Autonomy at the Edge: Ultra-Low Power Hardware Design for Intelligent Micro-robotics
Arijit Raychowdhury
Professor, Electrical and Computer Engineering, Georgia Institute of Technology
As we make extraordinary progress towards “ubiquitous intelligence”, AI and machine learning are progressively moving from the cloud to the edge devices. This is enabled by hardware-constrained ultra-low-power (μW to mW) circuit and system designs. In this talk, I will discuss the promise and outlook for such small-system AI, and elaborate on some of our recent work on enabling autonomy in sensor nodes and robotics.

Real-time Motion Planning for the Masses
Dan Sorin
Addy Professor of Electrical and Computer Engineering and of Computer Science, Duke University
For decades, we’ve been led to expect wide deployment of robots, yet robots are still mostly limited to fenced-in industrial workcells and vacuum cleaners. The limiter until recently has been a combination of insufficient computer vision, which is no longer a major problem, and an inability to motion plan in real-time.
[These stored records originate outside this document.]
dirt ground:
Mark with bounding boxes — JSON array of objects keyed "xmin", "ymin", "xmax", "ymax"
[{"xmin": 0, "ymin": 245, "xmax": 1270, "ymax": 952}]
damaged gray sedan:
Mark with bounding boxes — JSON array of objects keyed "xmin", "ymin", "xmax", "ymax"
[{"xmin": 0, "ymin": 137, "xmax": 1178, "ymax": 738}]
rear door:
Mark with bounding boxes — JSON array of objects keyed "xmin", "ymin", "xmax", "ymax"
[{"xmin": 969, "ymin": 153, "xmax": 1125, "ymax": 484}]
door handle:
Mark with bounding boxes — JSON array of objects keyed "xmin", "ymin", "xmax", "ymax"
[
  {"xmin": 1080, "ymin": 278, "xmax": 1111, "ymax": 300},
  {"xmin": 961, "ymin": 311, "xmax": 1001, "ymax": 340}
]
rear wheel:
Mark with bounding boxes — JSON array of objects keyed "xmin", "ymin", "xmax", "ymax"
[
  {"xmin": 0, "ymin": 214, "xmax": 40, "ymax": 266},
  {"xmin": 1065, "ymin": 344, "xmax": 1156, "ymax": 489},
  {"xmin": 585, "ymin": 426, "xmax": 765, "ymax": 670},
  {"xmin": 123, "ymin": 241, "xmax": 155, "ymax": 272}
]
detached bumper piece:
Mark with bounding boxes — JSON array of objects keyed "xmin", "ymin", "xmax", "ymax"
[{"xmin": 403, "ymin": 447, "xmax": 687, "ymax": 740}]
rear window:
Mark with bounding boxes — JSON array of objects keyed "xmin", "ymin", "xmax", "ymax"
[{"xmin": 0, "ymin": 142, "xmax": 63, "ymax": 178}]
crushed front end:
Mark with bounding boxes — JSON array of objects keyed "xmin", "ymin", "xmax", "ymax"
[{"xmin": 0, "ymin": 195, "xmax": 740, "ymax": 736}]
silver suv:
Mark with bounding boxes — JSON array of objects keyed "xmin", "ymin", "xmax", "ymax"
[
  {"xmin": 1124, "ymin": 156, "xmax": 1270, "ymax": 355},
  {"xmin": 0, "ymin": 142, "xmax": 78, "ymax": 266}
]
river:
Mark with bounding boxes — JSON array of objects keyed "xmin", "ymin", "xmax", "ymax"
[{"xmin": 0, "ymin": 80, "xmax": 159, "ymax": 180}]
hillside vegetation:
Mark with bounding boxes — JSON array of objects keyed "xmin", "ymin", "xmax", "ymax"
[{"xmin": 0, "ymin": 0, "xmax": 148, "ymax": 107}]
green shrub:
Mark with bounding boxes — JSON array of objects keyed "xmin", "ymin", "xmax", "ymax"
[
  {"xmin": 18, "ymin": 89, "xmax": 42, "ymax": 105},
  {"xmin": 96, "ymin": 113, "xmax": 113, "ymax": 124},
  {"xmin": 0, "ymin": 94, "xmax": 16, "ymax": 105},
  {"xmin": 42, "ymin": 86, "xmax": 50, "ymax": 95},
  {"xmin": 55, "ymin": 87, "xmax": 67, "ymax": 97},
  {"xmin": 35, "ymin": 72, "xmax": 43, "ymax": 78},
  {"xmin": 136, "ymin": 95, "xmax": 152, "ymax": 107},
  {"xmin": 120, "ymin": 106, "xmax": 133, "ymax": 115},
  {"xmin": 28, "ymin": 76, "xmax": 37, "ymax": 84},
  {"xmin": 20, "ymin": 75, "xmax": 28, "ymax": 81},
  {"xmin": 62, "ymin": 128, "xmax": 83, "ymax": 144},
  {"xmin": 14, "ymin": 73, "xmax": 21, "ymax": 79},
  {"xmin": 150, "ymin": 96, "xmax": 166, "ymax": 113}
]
At Realtime Robotics, a startup that spun out of research at Duke University, we have developed the Realtime Controller, which can perform real-time motion planning for as many as four robots at a time. In this talk, I will present the problem of motion planning, why it is hard to perform quickly, and how we achieved real-time performance with co-designed special-purpose hardware and software. I will also discuss the interesting problems that have arisen along the way.